Delegitimise & OverturnThe Paterson Affair is Latest in a Worrying Pattern of Johnson’s Contempt for Democratic Accountability
The Government’s U-turn is reassuring but should be viewed within the wider context of consistent attempts to dodge scrutiny by Boris Johnson’s administration, says Adam Bienkov
The Government was forced to backtrack after its attempt to overturn the suspension of Conservative MP Owen Paterson led to a furious backlash.
It signalled on Thursday that the vote to overthrow Paterson’s suspension would be re-run, while an attempt to rip up the current standards regime would also be reconsidered.
Within hours Paterson had resigned as an MP, bringing an end to any attempt to save his career.
Yet it is worth considering what brought us to this point and what it says about the threat Boris Johnson’s administration still poses to democratic institutions in the UK.
The entire episode began after an independent committee found earlier this year that former minister Paterson had been guilty of multiple “egregious” breaches of anti-corruption rules and recommended that he should be suspended from the House of Commons for 30 days.
The vote to overturn Paterson’s suspension, which led to cries of “shame on you” from the opposition benches on Wednesday, also began the process of ripping up Parliament’s existing standards regime and replacing it with a new Conservative-dominated committee led by another former Conservative minister and close ally of the Prime Minister’s wife.

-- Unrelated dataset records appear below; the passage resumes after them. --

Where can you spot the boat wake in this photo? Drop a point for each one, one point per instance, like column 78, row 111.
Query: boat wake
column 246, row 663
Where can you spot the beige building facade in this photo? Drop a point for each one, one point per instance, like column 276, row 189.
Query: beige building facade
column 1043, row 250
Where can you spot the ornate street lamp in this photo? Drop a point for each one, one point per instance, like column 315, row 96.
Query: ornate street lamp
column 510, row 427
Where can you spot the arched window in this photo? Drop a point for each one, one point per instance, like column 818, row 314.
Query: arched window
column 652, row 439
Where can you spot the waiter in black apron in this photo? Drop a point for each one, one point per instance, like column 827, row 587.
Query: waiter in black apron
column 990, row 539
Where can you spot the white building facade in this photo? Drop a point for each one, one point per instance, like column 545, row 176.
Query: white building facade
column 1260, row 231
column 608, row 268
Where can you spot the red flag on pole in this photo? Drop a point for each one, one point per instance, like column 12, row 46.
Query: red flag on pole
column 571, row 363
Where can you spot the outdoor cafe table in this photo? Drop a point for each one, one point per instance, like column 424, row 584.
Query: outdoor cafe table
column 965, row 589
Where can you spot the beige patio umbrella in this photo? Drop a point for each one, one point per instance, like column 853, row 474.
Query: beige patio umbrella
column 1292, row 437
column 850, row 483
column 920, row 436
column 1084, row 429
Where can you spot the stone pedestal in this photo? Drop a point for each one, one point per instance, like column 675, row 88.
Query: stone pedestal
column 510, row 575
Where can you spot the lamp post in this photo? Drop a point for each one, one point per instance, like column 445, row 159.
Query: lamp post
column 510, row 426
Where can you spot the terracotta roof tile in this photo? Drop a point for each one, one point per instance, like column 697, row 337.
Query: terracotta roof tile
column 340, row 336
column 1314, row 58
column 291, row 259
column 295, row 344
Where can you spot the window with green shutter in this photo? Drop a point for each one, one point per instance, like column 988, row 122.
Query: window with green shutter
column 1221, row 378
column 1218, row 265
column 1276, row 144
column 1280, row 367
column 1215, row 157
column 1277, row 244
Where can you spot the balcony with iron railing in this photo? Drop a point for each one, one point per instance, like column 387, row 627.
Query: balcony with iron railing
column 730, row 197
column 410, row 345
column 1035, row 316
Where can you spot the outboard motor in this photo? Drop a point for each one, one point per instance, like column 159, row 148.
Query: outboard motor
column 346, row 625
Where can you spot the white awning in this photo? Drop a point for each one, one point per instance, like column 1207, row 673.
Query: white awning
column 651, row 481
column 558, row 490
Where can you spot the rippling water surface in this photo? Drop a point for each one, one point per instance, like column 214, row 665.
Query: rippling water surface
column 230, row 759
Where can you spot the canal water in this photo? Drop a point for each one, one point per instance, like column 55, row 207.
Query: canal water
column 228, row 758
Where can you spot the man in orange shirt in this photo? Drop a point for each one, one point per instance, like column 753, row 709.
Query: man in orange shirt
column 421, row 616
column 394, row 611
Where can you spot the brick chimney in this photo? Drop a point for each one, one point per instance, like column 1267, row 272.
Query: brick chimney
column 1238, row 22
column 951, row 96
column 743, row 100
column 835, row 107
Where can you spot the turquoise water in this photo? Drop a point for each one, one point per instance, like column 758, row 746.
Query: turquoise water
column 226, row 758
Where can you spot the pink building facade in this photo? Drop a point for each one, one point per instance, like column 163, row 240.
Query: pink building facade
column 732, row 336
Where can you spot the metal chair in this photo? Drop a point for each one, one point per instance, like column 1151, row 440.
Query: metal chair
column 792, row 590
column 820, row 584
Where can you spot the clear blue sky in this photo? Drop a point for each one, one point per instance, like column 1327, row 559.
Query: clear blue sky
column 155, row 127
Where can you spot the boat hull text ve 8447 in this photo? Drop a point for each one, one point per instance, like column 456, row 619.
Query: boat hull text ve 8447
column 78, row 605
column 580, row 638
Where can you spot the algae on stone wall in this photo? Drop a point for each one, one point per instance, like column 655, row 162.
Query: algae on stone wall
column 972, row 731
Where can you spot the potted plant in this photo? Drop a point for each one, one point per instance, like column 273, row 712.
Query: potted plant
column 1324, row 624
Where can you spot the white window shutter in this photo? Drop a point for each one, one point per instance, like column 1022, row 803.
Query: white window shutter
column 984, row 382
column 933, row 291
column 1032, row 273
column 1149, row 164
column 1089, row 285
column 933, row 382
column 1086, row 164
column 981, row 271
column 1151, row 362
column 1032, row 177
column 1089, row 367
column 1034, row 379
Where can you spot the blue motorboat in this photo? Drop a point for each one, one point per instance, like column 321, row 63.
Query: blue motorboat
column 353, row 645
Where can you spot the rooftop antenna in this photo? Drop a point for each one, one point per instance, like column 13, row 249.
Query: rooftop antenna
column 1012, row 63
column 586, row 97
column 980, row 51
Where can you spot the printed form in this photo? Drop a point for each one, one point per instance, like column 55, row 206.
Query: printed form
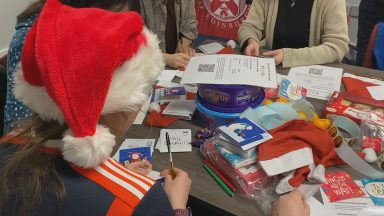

Not content with this success, the Government also sought to oust the independent investigator who had found against Paterson.
The Business Secretary, Kwasi Kwarteng, took to the airwaves this morning to call on Kathryn Stone to consider her position, telling Sky News that it was “difficult” to see a future for her in the role. But, within hours, Johnson appeared to have abandoned all of his attempts to save Paterson, due to a growing public and media backlash.
This is not the first time that the Government has been forced to backtrack from the Prime Minister’s attempts to undermine those seeking to hold him and his Government to account.
His ongoing attempts to undermine the independence of the BBC have had some success, with Theresa May’s former aide Sir Robbie Gibb placed on the broadcaster’s board. However, his attempts to prevent the appointment of the journalist Jess Brammar to a senior position at BBC News ultimately failed. Another attempt to prevent critical media organisations from attending Downing Street press briefings was also abandoned following co-ordinated protests from UK newspaper editors.
Other attempts by Johnson to undermine the accountability of his Government have been much more successful, however. Indeed, ever since becoming Prime Minister, Johnson has successfully sought to undermine and overturn the systems designed to prevent corruption and bad behaviour by those in power.
Last year, Johnson’s former independent advisor on ministerial standards, Sir Alex Allen, was forced to resign after his report concluding that the Home Secretary Priti Patel was guilty of bullying staff, was rejected by the Prime Minister. The former Housing, Communities and Local Government Secretary Robert Jenrick also kept his job despite admitting to making an “unlawful” approval of a housing project which financially benefited a Conservative donor.
Johnson also overruled official advice not to hand a peerage to the disgraced Peter Cruddas, who then proceeded to give the Conservative Party £500,000 just days later.
Meanwhile, the appointment process for choosing the new chair of the independent media regulator Ofcom was recently relaunched by the Government after the original panel rejected the Prime Minister’s favoured candidate, former Daily Mail editor Paul Dacre.
The timing of the bid to save Owen Paterson and undermine the standards regime also came ahead of a reported potential fourth investigation by Kathryn Stone into Boris Johnson himself having previously criticised him for failing nine times to declare his own earnings.
On the Road to Orbanism?
In all of these cases, the common thread is the Prime Minister’s apparent contempt for the routine democratic checks and balances faced by himself and his Government.
This contempt extends way beyond the behaviour of individual ministers and MPs.
Since becoming Prime Minister, Johnson has repeatedly sought to undermine and overrule Britain’s legal, democratic, educational, and media institutions.
From his early unlawful attempt to suspend Parliament; to ministerial attacks on the judicial system, civil servants and universities; to ongoing attempts to legislate against public protests, there has been a clear pattern of seeking to first delegitimise, and then overturn, any institution or opponent which might act as a check on his actions.
This pattern has led to comparisons between Johnson’s administration and that of Hungary’s Prime Minister Viktor Orbán.
Over the course of a decade, Orbán has weakened and undermined the democratic structures in Hungary, packed its political and judicial systems with supporters and cronies, and undermined and bought out its independent media outlets.
While clear parallels can be drawn between Orbán and Johnson, Britain is not Hungary and much would still need to happen before Britain could fairly be labelled an autocracy.
The failure of Johnson’s bid to overturn Owen Paterson’s suspension should therefore be reassuring. But, for every step back Johnson takes from his attempts to undermine those seeking to hold him accountable, he is likely to take several more in the other direction.
And, while not all of Johnson’s attempts to undermine the UK’s democratic structures have been successful, his determination to keep attempting them should worry everyone concerned about the ongoing strength of British democracy.